Not that white folks knew it, or, if they knew it, would admit it. They said they were honoring the Native Americans. Snyder has made only one public speech in which he dealt with the team’s nickname. In 2001 he told the National Press Club that the racial slur was not a racial slur. He made three points about it: 1) It will remain the team’s nickname, 2) It is a bow to tradition, competitiveness, and honor, and 3) It is not meant to be derogatory.
So Snyder said what white men with gunpowder have always said to Native Americans. Trust me; I’m on your side.
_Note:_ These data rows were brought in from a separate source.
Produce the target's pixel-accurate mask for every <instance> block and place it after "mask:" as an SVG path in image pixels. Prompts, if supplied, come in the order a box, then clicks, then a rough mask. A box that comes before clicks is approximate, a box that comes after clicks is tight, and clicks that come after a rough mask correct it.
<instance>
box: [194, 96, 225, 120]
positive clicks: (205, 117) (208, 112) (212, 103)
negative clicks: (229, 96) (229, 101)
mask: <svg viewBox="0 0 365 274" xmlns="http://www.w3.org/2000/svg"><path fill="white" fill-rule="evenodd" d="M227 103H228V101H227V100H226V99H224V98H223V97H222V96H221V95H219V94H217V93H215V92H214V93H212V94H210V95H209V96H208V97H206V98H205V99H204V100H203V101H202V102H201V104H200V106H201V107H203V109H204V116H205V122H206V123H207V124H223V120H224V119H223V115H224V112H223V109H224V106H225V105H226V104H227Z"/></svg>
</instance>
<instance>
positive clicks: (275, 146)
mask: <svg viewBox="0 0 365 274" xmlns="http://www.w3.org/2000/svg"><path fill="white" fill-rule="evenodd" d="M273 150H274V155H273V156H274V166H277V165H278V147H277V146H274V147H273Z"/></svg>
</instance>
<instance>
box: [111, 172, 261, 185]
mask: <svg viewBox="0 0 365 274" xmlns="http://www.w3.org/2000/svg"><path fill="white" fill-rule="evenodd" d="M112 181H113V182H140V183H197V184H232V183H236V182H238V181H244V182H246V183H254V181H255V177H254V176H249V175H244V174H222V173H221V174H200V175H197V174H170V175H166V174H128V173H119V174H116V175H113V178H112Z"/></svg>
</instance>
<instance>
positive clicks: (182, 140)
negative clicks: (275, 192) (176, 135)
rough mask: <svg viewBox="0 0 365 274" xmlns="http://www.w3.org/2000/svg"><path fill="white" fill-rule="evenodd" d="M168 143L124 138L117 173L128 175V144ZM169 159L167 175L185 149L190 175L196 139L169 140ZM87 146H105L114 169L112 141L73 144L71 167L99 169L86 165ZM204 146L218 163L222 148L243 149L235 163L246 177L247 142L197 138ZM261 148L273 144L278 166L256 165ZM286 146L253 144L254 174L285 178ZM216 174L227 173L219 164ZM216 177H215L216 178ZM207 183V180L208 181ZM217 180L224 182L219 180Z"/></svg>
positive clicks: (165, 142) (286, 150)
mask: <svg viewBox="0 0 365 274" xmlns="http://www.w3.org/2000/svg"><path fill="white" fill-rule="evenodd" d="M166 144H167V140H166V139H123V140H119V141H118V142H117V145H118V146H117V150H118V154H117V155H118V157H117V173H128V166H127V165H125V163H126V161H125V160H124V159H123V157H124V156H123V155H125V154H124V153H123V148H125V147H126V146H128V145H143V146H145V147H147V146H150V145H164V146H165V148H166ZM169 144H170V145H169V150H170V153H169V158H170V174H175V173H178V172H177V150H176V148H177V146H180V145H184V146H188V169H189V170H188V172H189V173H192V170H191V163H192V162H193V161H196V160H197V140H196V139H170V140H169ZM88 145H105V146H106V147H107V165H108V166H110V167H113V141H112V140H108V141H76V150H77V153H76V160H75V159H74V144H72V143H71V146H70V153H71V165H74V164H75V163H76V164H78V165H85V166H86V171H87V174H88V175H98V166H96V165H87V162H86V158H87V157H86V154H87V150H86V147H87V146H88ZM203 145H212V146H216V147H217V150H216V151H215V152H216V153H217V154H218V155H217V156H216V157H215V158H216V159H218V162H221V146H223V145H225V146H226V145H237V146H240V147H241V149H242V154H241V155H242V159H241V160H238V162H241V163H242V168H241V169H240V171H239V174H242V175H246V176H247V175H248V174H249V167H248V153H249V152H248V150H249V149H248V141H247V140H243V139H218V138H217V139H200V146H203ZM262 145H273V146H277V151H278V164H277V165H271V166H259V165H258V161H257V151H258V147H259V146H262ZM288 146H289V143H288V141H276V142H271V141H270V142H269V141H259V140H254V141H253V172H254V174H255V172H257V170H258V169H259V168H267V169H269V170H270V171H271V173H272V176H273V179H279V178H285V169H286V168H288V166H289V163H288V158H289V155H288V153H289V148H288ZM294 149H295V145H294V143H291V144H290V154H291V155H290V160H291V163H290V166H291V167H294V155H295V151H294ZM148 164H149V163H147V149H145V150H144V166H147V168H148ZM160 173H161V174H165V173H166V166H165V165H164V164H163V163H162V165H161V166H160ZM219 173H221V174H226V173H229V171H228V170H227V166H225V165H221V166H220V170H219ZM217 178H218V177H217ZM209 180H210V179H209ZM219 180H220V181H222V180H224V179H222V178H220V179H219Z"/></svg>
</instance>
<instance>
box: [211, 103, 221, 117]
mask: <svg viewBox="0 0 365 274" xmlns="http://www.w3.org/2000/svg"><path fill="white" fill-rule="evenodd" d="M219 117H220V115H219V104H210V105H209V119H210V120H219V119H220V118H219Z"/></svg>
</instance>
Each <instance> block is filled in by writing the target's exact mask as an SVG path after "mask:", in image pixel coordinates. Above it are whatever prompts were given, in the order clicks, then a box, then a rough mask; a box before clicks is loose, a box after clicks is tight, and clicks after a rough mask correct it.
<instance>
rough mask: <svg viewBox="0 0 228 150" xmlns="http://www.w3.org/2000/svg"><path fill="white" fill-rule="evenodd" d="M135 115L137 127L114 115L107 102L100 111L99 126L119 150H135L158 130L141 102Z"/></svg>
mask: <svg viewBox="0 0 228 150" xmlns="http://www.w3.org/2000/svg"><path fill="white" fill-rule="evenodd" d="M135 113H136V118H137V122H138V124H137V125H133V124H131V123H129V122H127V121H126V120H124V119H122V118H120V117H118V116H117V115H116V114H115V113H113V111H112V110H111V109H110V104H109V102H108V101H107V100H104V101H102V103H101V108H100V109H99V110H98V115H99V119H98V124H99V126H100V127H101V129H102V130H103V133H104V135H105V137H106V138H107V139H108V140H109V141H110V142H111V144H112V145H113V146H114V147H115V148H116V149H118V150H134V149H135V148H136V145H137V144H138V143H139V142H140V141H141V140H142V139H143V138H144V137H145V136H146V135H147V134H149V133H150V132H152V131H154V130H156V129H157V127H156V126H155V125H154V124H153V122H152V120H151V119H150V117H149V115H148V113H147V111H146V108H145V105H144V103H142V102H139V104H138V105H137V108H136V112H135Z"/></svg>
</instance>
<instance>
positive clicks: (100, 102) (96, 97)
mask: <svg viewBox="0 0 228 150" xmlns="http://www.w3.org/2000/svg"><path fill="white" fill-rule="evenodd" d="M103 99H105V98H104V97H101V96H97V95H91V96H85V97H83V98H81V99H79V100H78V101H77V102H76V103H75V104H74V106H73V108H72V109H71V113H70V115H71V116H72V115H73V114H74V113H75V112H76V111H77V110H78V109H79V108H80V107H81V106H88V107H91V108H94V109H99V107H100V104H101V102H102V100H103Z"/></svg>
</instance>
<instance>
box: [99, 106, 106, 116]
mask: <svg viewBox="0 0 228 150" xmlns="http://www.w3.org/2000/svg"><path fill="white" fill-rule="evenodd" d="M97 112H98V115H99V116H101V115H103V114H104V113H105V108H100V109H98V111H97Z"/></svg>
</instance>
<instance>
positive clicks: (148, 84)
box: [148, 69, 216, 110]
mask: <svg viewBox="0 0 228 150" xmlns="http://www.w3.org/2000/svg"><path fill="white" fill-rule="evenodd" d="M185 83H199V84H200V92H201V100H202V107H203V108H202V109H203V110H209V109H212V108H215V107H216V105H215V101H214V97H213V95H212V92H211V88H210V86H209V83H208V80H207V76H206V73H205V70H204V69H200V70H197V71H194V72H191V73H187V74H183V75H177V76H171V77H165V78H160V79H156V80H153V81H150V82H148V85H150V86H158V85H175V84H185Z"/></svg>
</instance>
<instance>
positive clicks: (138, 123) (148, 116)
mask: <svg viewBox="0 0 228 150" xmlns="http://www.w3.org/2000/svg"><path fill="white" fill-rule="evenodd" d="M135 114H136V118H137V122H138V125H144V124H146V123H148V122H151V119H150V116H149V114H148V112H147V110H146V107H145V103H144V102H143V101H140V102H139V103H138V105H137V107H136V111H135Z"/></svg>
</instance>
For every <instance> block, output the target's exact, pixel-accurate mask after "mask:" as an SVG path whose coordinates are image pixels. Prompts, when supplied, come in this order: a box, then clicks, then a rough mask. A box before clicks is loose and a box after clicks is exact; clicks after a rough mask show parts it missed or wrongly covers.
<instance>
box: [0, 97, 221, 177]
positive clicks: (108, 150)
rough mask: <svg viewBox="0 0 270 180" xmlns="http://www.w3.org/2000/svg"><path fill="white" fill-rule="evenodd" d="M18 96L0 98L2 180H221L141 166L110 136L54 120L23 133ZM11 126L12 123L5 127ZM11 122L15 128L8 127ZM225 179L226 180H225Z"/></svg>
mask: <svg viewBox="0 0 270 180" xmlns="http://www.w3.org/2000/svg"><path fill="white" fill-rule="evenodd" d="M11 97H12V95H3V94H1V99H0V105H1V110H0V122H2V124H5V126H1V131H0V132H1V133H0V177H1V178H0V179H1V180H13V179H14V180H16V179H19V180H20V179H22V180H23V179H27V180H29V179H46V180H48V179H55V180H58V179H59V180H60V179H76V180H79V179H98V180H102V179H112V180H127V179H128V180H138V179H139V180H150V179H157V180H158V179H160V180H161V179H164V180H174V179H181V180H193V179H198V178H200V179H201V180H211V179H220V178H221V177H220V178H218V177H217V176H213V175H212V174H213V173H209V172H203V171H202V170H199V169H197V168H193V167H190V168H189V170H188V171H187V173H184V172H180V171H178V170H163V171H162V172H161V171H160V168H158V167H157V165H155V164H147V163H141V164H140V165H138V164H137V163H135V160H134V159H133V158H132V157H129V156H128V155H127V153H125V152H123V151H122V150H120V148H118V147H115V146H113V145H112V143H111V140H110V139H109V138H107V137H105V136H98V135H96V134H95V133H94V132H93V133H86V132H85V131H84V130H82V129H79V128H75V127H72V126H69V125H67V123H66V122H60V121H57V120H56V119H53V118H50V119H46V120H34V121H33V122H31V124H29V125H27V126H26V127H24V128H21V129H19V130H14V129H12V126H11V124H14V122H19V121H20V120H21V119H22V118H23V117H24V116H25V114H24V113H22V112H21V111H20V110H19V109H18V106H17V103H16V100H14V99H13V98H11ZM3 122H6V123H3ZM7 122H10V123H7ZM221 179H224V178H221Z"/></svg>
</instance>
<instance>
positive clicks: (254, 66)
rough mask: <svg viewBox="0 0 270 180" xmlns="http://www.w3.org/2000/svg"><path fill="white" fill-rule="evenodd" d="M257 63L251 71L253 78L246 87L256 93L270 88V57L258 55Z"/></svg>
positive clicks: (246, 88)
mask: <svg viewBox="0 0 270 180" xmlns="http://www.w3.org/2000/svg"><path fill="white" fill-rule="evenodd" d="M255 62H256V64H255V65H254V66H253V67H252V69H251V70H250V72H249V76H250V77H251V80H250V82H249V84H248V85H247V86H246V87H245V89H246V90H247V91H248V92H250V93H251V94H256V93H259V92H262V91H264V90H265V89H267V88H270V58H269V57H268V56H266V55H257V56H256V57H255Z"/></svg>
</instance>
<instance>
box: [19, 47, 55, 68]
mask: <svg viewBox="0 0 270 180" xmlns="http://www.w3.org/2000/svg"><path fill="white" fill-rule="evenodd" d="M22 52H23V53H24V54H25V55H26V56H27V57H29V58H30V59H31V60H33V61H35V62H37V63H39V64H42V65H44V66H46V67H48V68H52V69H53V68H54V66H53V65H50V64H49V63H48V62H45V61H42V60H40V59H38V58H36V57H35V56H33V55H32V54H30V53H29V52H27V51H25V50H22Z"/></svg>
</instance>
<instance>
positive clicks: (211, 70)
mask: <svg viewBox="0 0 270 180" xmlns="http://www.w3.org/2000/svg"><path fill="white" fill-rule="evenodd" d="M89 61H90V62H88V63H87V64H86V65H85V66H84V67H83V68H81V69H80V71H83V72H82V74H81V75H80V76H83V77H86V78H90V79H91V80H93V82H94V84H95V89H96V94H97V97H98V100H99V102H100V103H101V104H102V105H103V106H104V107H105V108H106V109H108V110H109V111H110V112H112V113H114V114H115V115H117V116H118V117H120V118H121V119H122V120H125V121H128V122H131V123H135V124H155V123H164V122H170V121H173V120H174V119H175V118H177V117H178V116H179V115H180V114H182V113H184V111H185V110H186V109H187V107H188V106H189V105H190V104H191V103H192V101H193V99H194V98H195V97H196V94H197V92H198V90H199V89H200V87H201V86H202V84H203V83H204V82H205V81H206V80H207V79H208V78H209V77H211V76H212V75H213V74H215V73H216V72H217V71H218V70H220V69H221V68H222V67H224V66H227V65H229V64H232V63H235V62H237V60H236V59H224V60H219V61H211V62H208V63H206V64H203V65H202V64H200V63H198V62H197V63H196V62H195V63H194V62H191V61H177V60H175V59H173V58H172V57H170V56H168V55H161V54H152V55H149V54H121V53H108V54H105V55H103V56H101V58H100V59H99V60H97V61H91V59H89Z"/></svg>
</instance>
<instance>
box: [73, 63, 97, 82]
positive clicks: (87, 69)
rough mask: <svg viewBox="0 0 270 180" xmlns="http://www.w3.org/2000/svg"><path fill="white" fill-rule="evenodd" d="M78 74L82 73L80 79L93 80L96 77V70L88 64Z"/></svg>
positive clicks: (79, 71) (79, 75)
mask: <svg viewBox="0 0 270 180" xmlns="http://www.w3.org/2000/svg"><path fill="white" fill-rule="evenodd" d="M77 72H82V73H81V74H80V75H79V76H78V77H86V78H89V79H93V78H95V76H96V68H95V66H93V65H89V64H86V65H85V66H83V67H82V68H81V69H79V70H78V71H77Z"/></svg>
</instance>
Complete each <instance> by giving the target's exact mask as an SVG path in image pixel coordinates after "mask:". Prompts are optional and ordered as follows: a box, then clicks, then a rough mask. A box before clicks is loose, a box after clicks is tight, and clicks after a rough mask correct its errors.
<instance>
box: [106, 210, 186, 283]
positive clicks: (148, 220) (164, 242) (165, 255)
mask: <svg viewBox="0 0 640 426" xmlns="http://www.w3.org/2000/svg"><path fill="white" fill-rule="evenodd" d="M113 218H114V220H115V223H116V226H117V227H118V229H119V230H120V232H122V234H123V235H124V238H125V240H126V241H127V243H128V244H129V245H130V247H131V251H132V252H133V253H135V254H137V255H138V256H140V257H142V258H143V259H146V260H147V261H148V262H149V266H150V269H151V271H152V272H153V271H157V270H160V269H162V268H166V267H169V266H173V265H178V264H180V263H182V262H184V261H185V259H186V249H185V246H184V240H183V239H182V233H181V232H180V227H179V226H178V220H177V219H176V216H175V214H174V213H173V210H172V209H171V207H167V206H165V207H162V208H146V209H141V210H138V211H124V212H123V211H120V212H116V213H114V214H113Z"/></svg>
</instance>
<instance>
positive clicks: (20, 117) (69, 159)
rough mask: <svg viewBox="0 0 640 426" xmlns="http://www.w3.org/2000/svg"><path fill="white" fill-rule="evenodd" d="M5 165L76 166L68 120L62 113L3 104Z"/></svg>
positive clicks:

The nickname is a racial slur, and there are two things we can do about it. We can ignore the depressing truth, as I did for a long time. Or we can say it has been used so long and so casually that it has lost any real meaning; that it is, in fact, shorthand for a bunch of sweaty jocks. What we cannot do is what Snyder would have us do. We cannot say it’s not a slur.
In 2001, the United States Commission on Civil Rights called it “disrespectful and offensive to American Indians and others who are offended by such stereotyping.” In 2004, the director of the National Museum of the American Indian, W. Richard West Jr., called it “simply pejorative.” In 2006, a legal challenge by Native Americans called it “a derogatory, denigrating, offensive, scandalous, contemptuous, disreputable, disparaging and racist designation ...”
About here, if you’re a tomahawk chopper, you may run out your numbers. A 2004 report by the University of Pennsylvania’s National Annenberg Election Survey showed that a small percentage of Native Americans, 9 percent, found the Washington nickname “offensive.” Ninety percent found it acceptable.
You can have your survey. I’ll go with mine. It’s a racial slur, according to 100 percent of people hanging onto the keys of this typing machine.
Did you see what my colleague, Gwen Knapp, did the other day? She wrote a column about Mike Shanahan and Washington’s sudden rise in the NFL. Not once did she use the team’s nickname and the column made great good sense, anyway. When I asked if she’d done that before, Knapp said she’d never made a crusade out of it because she didn’t really have much to say.
“The word ‘ick’ doesn’t make for much of a column,” she said.
It’s just that she dislikes that nickname more than Chiefs and Braves.
“It’s gross,” she said.
I’ll write about Washington a lot. I love RGIII. He’s the daredevil who threw himself off a ledge in the sky and landed on his feet. His running mate, Alfred Morris, came from nowhere to be the NFL’s best story, or at least right behind RGIII, Adrian Peterson, and Chuck Pagano.
But what about that nickname? I liked what the writer Gregg Easterbrook once did. He called Washington the “Chesapeake Bay Watershed Indigenous People.” Clunky, and headline writers would fall dead, but it was respectful. So it had that going for it. I’ll keep thinking.